X_train, X_test, y_train, y_test = train_test_split(X_selected, y, test_size=0.2, random_state=42)

myMLP = MLPClassifier(max_iter=10000, hidden_layer_sizes=(200, 100, 20))
myMLP.fit(X_train, y_train)

y_pred = myMLP.predict(X_test)

accuracy = accuracy_score(y_test, y_pred)
precision = precision_score(y_test, y_pred, average="macro")
recall = recall_score(y_test, y_pred, average="macro")
f1 = f1_score(y_test, y_pred, average="macro")

table = PrettyTable(["Algorithm", "Accuracy", "Precision", "Recall", "F1"])
table.add_row(["MLP Classifier", accuracy, precision, recall, f1])
print(table)

+----------------+----------+--------------------+--------------------+--------------------+
|   Algorithm    | Accuracy |     Precision      |       Recall       |         F1         |
+----------------+----------+--------------------+--------------------+--------------------+
| MLP Classifier |  0.5175  | 0.6978951229548137 | 0.5372924629718108 | 0.5045679104656468 |
+----------------+----------+--------------------+--------------------+--------------------+


*   4.2. Apply **GridSearchCV** to **MultilayperPerceptron** to find the best hyperparameters (the setting of hyperparameters chosen by students)

In [None]:
#code
import pandas as pd
from sklearn.neural_network import MLPClassifier
from sklearn.model_selection import GridSearchCV, train_test_split
from sklearn.metrics import accuracy_score, precision_score, recall_score, f1_score

mobile = pd.read_csv("/content/sample_data/mobile.csv")

X = mobile.drop(columns="price_range")
y = mobile["price_range"]

X_train, X_test, y_train, y_test = train_test_split(X, y, test_size=0.2, random_state=42)

param_grid = {
    'hidden_layer_sizes': [(100,), (100, 50), (50, 50)],
    'activation': ['relu', 'tanh'],
    'solver': ['adam', 'sgd'],
    'max_iter': [1000, 2000]
}

mlp_classifier = MLPClassifier()

grid_search = GridSearchCV(estimator=mlp_classifier, param_grid=param_grid, cv=3)
grid_search.fit(X_train, y_train)

best_estimator = grid_search.best_estimator_
best_params = grid_search.best_params_

print("Best Estimator:")
print(best_estimator)
print("Best Hyperparameters:")
print(best_params)

y_pred = best_estimator.predict(X_test)

accuracy = accuracy_score(y_test, y_pred)
precision = precision_score(y_test, y_pred, average="macro")
recall = recall_score(y_test, y_pred, average="macro")
f1 = f1_score(y_test, y_pred, average="macro")
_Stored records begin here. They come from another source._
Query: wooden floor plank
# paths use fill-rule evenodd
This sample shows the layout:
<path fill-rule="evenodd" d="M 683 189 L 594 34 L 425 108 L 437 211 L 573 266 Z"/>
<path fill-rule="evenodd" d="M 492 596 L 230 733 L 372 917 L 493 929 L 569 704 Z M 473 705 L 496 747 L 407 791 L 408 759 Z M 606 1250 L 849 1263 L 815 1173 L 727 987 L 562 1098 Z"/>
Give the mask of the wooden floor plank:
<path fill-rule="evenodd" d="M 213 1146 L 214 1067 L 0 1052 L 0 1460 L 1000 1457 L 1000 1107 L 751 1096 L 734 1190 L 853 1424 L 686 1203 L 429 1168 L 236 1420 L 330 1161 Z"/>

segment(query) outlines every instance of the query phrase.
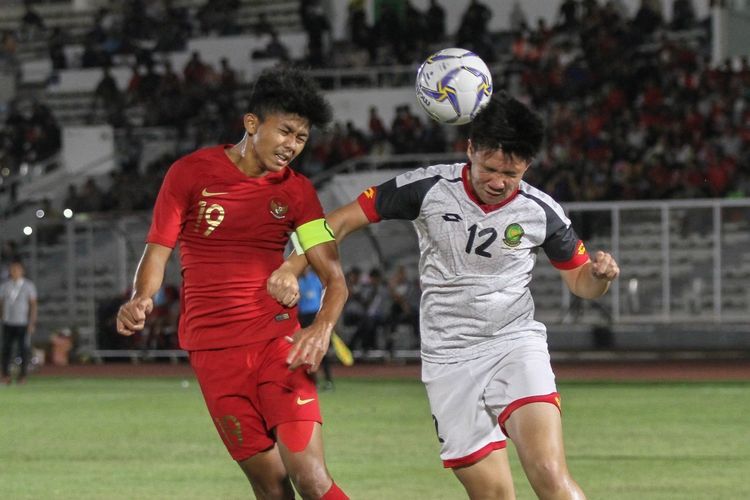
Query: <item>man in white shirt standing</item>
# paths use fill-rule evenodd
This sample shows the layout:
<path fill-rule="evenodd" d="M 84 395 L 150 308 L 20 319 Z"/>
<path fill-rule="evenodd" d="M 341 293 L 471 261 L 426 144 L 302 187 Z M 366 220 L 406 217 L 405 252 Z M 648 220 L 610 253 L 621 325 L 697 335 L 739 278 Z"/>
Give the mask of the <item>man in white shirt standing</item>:
<path fill-rule="evenodd" d="M 12 262 L 10 279 L 0 285 L 0 305 L 3 311 L 2 381 L 10 385 L 10 361 L 15 344 L 21 356 L 21 371 L 17 382 L 26 381 L 29 361 L 29 339 L 36 329 L 36 286 L 24 278 L 24 267 Z"/>

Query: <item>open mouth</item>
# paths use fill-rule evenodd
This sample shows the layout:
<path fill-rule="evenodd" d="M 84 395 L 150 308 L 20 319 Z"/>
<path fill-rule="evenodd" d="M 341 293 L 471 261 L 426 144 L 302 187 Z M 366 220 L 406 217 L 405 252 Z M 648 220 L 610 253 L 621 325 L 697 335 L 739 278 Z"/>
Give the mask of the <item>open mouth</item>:
<path fill-rule="evenodd" d="M 291 157 L 287 155 L 275 154 L 274 156 L 276 157 L 277 165 L 287 165 L 289 160 L 291 160 Z"/>

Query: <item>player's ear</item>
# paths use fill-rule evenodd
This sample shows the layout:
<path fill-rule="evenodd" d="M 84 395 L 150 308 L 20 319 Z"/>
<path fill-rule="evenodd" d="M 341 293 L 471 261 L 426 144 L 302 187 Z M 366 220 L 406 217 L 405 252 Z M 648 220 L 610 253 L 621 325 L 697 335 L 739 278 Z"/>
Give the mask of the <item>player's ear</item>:
<path fill-rule="evenodd" d="M 256 115 L 255 113 L 245 113 L 243 122 L 245 124 L 245 130 L 247 131 L 247 133 L 253 135 L 258 130 L 258 125 L 260 125 L 260 118 L 258 118 L 258 115 Z"/>
<path fill-rule="evenodd" d="M 471 158 L 474 155 L 474 146 L 471 144 L 471 139 L 468 139 L 469 146 L 466 148 L 466 156 Z"/>

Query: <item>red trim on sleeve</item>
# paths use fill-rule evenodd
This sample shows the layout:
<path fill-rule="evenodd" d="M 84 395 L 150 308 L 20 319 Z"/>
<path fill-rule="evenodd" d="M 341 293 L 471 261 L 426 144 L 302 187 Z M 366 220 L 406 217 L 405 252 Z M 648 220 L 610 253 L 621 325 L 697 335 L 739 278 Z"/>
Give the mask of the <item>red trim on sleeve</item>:
<path fill-rule="evenodd" d="M 550 259 L 550 263 L 555 266 L 555 268 L 562 269 L 563 271 L 570 271 L 571 269 L 575 269 L 576 267 L 581 267 L 588 261 L 589 253 L 588 251 L 586 251 L 586 246 L 581 240 L 578 240 L 578 243 L 576 243 L 576 251 L 573 253 L 573 256 L 570 258 L 570 260 L 560 262 Z"/>
<path fill-rule="evenodd" d="M 464 467 L 479 462 L 481 459 L 489 455 L 495 450 L 502 450 L 505 448 L 507 443 L 505 441 L 493 441 L 492 443 L 483 446 L 471 455 L 466 455 L 461 458 L 451 458 L 450 460 L 443 460 L 443 467 L 446 469 L 452 469 L 454 467 Z"/>
<path fill-rule="evenodd" d="M 378 188 L 376 187 L 370 187 L 362 191 L 362 193 L 357 196 L 357 203 L 359 203 L 359 206 L 362 207 L 362 211 L 367 216 L 367 220 L 370 222 L 380 222 L 383 220 L 382 217 L 380 217 L 380 214 L 378 213 L 378 210 L 375 208 L 375 198 L 378 194 Z"/>
<path fill-rule="evenodd" d="M 503 410 L 503 412 L 497 418 L 497 423 L 500 424 L 500 430 L 503 431 L 503 434 L 505 434 L 506 436 L 508 435 L 508 432 L 505 430 L 505 422 L 507 422 L 510 418 L 510 414 L 520 407 L 526 406 L 530 403 L 550 403 L 555 405 L 557 409 L 562 413 L 562 403 L 560 402 L 559 392 L 552 392 L 550 394 L 544 394 L 542 396 L 529 396 L 528 398 L 516 399 L 511 404 L 509 404 L 508 407 L 505 408 L 505 410 Z"/>

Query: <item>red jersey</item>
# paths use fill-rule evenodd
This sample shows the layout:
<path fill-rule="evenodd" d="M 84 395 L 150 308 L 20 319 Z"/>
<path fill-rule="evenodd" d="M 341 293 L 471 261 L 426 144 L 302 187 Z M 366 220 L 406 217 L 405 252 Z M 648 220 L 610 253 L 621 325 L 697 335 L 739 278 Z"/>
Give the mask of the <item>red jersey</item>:
<path fill-rule="evenodd" d="M 227 146 L 201 149 L 167 172 L 146 241 L 180 243 L 180 347 L 219 349 L 290 335 L 296 309 L 266 292 L 289 233 L 323 217 L 312 183 L 290 168 L 248 177 Z"/>

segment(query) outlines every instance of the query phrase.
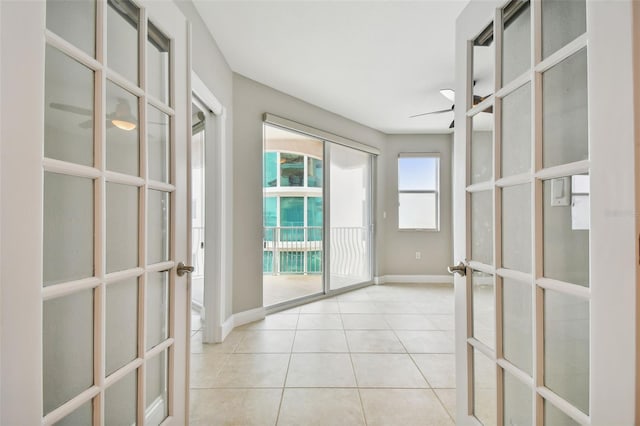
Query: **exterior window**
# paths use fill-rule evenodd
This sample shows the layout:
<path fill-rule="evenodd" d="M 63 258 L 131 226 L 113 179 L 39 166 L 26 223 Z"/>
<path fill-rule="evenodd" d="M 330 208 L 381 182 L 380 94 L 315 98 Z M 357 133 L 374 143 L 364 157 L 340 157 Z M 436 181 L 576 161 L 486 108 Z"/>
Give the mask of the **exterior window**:
<path fill-rule="evenodd" d="M 322 241 L 322 197 L 307 198 L 308 241 Z"/>
<path fill-rule="evenodd" d="M 280 186 L 303 185 L 304 156 L 280 153 Z"/>
<path fill-rule="evenodd" d="M 265 241 L 273 241 L 274 228 L 278 226 L 278 199 L 276 197 L 264 197 L 263 200 L 264 239 Z"/>
<path fill-rule="evenodd" d="M 280 241 L 304 240 L 304 197 L 280 197 Z"/>
<path fill-rule="evenodd" d="M 322 188 L 322 160 L 309 157 L 307 161 L 307 186 Z"/>
<path fill-rule="evenodd" d="M 439 229 L 439 170 L 438 154 L 400 154 L 399 229 Z"/>
<path fill-rule="evenodd" d="M 278 184 L 278 153 L 265 152 L 264 157 L 264 173 L 262 186 L 270 188 Z"/>

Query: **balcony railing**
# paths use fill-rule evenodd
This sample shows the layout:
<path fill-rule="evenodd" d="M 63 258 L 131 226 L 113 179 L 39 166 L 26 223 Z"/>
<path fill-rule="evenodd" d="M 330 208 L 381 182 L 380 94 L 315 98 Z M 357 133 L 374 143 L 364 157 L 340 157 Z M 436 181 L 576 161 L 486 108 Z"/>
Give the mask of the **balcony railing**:
<path fill-rule="evenodd" d="M 323 272 L 321 226 L 264 228 L 265 274 L 321 274 Z M 369 268 L 370 233 L 367 228 L 331 228 L 331 274 L 366 276 Z"/>

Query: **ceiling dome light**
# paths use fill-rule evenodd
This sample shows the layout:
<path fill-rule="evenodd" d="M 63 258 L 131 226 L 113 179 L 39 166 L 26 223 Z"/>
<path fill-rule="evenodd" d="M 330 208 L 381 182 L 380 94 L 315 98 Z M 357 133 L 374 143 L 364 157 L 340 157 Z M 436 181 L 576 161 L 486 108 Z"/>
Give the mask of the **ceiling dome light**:
<path fill-rule="evenodd" d="M 136 123 L 126 120 L 111 120 L 111 124 L 116 126 L 118 129 L 126 130 L 127 132 L 136 128 Z"/>

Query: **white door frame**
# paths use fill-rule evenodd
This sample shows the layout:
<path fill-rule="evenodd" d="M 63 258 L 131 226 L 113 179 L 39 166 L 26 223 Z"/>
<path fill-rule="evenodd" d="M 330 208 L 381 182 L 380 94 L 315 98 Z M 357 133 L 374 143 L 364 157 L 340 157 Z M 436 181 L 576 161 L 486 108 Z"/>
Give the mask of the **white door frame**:
<path fill-rule="evenodd" d="M 472 94 L 467 63 L 470 59 L 468 43 L 492 20 L 504 0 L 476 1 L 464 9 L 456 23 L 456 97 L 467 100 Z M 623 425 L 636 423 L 637 330 L 636 290 L 638 269 L 638 164 L 637 90 L 639 66 L 634 63 L 638 54 L 638 6 L 630 0 L 603 2 L 587 0 L 588 96 L 589 96 L 589 160 L 591 176 L 591 232 L 590 232 L 590 413 L 576 416 L 592 425 Z M 532 13 L 540 11 L 540 1 L 532 2 Z M 635 12 L 635 14 L 633 13 Z M 635 16 L 635 18 L 632 18 Z M 536 22 L 535 20 L 532 22 Z M 539 22 L 539 21 L 538 21 Z M 634 26 L 634 24 L 636 24 Z M 635 27 L 635 29 L 634 29 Z M 539 31 L 532 24 L 532 32 Z M 634 36 L 636 37 L 634 41 Z M 499 49 L 499 44 L 496 47 Z M 532 50 L 533 51 L 533 50 Z M 535 55 L 535 52 L 533 53 Z M 636 56 L 637 58 L 637 56 Z M 497 71 L 497 70 L 496 70 Z M 537 71 L 541 71 L 537 69 Z M 635 74 L 634 74 L 635 72 Z M 533 79 L 532 79 L 533 80 Z M 634 97 L 634 90 L 636 96 Z M 538 89 L 539 90 L 539 86 Z M 535 86 L 532 93 L 535 92 Z M 533 133 L 540 137 L 539 110 L 532 110 Z M 466 158 L 467 126 L 465 102 L 455 108 L 454 133 L 454 261 L 467 256 L 466 238 Z M 499 131 L 499 129 L 496 129 Z M 634 151 L 635 150 L 635 151 Z M 539 151 L 536 155 L 540 155 Z M 540 178 L 534 170 L 535 178 Z M 540 232 L 541 222 L 532 223 L 533 235 Z M 534 253 L 541 253 L 535 247 Z M 536 254 L 535 256 L 538 256 Z M 538 263 L 539 265 L 539 263 Z M 539 266 L 536 280 L 541 278 Z M 534 342 L 542 344 L 541 322 L 543 303 L 538 286 L 534 299 Z M 469 413 L 469 358 L 467 338 L 471 335 L 468 313 L 467 283 L 455 278 L 456 306 L 456 370 L 457 422 L 478 424 Z M 498 333 L 499 335 L 499 333 Z M 534 358 L 535 360 L 535 358 Z M 538 367 L 536 367 L 536 365 Z M 534 362 L 534 405 L 536 424 L 542 424 L 543 387 L 541 362 Z M 537 371 L 536 371 L 537 369 Z M 500 377 L 500 375 L 498 375 Z M 498 391 L 498 395 L 500 392 Z M 502 404 L 498 402 L 498 407 Z M 561 407 L 565 409 L 565 407 Z M 571 415 L 571 407 L 565 413 Z M 498 408 L 500 410 L 500 408 Z M 575 413 L 573 413 L 575 414 Z M 500 415 L 498 418 L 500 419 Z"/>
<path fill-rule="evenodd" d="M 232 152 L 225 143 L 226 108 L 194 71 L 191 93 L 205 114 L 205 267 L 203 343 L 222 342 L 227 286 L 231 282 Z M 189 215 L 191 217 L 191 215 Z"/>

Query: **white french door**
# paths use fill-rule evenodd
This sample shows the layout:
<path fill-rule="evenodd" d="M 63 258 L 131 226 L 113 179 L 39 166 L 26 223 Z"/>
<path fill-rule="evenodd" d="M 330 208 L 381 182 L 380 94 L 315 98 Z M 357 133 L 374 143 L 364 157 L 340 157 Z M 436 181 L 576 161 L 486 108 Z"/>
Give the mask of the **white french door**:
<path fill-rule="evenodd" d="M 137 0 L 2 20 L 0 423 L 183 424 L 187 22 Z"/>
<path fill-rule="evenodd" d="M 631 3 L 472 0 L 457 21 L 460 424 L 635 422 Z"/>

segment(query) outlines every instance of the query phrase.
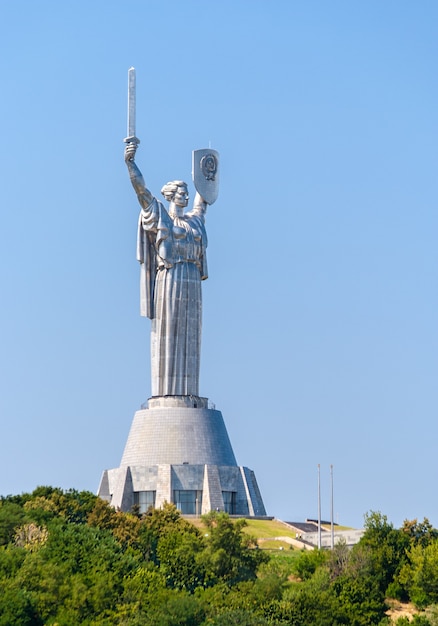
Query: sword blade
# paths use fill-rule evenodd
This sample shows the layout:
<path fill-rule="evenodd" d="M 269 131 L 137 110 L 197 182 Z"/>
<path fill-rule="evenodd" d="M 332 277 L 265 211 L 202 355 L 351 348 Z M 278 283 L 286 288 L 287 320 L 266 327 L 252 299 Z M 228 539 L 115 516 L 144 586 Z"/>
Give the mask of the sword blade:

print("Accuracy:", accuracy)
print("Precision:", precision)
print("Recall:", recall)
print("F1 Score:", f1)


Best Estimator:
MLPClassifier(activation='tanh', hidden_layer_sizes=(100, 50), max_iter=1000)
Best Hyperparameters:
{'activation': 'tanh', 'hidden_layer_sizes': (100, 50), 'max_iter': 1000, 'solver': 'adam'}
Accuracy: 0.6575
Precision: 0.652854568287577
Recall: 0.6480953376333811
F1 Score: 0.6492847275804168


#Finally,
Save a copy in your Github. Remember renaming the notebook.